Promises of love; broken by parents, family, friends. Promises to ‘help’ – ignored. Promises of a ‘better, brighter life’ – fallen to the wayside as the shrinks gave up and I ran out of money. Promises to “heal” . . . gone. I hate promises. Very few people’s word are worth the breath they take to say them. I know this, and so, I think, do you.
Which is why I make promises so rarely, a trait my daughter found hard to deal with when she was small.
“No, dear,” I’d smile softly and say, “I can’t promise you that I won’t kill myself tomorrow. I can’t promise you I won’t be here. I can’t promise you the moon and stars – those you are going to have to work for and find yourself. I can only show you the way.”
The only thing I could promise her was this: That I’d love her forever and ever, and then some. At times the only thing that stood between me in this world and the next was our love, and my unwillingness to put my child through that needless grief.
Small comfort for a child who wants a toy, or extra-special present from “Santa”. Been there, done that. Poor girl grew up faster than most: a tiger, a treasure, and someone who’s beauty comes from her soul and sings to the world – even if she can’t hear it or see it herself. (But I do, now.)

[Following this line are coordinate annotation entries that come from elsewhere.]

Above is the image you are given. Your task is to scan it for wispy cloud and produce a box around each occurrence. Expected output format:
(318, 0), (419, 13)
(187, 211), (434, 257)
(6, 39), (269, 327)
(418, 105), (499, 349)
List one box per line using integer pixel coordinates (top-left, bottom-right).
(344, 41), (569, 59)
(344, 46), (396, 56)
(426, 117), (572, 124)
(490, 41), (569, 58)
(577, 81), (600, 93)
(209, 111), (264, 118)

I don’t want everyone to be like me; I wouldn’t wish my past on a child. But sometimes . . . sometimes, I wish people took their promises as seriously as I do, that they could be more true, and not treat them so lightly.
(Oh, BTW: Imagine: you get to heaven, and God says: “Oh! By the way – that promise I made? Forget it. You’re goin’ to hell.”)
Go figure. It strikes me as funny . . . and somehow appropriate for some folks.
Promises. Don’t make the ones you can’t keep – even if you think you can.